Ох, эта золотая женщина, кругами летающая сквозь мою неоспоримую реальность…
Царица Южная не перешла на трехсменный режим, так что здесь никогда не становилось по-настоящему темно. Я завернулась в простыню Ачи и вышла на балкон. Оперлась на перила и взглянула на стены из огней. За каждым огоньком — жизни и решения. Мир выглядел уродливым. У всего в нем была цена. Он требовал от каждого все время договариваться. На конечной станции железной дороги я заметила у некоторых поверхностных рабочих кое-что новенькое: медальон или маленький амулет, засунутый в накладной карман на пов-скафе. Женщина в одеянии Девы Марии, одна половина лица — черный ангел, другая — голый череп. Так я впервые повстречалась с Доной Луной. Половина ее лица мертва, но половина — жива. Луна была не мертвым спутником, но живым миром. Луны, души и надежды вроде моих придавали ей форму. Здесь не нашлось ни Матери Природы, ни Геи, чтобы противостоять воле человека. Все живое создали мы. Дона Луна была жестокой и неумолимой, но еще — красивой. Она могла сделаться летающей женщиной с крыльями стрекозы.

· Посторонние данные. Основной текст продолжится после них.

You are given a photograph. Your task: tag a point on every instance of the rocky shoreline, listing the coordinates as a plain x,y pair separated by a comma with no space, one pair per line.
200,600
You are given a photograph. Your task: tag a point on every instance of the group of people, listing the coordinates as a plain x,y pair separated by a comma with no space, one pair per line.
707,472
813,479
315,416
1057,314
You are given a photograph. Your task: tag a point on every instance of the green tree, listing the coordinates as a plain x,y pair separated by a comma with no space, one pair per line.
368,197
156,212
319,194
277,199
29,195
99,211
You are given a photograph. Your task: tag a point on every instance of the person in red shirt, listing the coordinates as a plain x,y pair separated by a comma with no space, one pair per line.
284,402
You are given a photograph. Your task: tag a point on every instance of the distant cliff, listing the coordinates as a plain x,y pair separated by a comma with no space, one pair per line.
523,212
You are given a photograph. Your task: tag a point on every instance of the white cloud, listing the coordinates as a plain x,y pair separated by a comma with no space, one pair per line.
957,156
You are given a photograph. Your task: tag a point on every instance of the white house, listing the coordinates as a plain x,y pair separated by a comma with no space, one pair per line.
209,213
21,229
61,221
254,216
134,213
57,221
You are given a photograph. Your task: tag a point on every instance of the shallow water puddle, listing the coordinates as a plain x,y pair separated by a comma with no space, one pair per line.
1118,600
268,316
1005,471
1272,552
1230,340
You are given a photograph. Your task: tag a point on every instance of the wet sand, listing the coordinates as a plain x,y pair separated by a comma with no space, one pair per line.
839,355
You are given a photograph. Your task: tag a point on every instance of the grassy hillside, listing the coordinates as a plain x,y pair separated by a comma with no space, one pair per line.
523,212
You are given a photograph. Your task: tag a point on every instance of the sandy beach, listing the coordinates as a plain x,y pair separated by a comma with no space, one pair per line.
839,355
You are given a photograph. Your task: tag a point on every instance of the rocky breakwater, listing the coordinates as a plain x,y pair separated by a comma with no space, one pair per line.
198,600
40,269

Я пробыла на балконе отеля, пока заря не окрасила крыши в красный цвет. Тогда я вернулась к Ачи. Я хотела снова заняться с нею любовью. Я действовала из чистого эгоизма. То, что с друзьями дается нелегко, с любовниками получается легче.
Это была идея Ачи — превратить все в игру. Мы должны были сжать кулаки за спиной, словно играя в камень-ножницы-бумага, и сосчитать до трех. Потом надо было разжать кулак, и в нем бы оказалось что-то — какой-то маленький предмет, который не оставит никаких сомнений в том, что мы решили. Мы не должны были ничего говорить, потому что любое слово могло бы повлиять на чужое решение. Она только так могла справиться с происходящим, быстро, чисто и безмолвно. И чтобы оно выглядело игрой.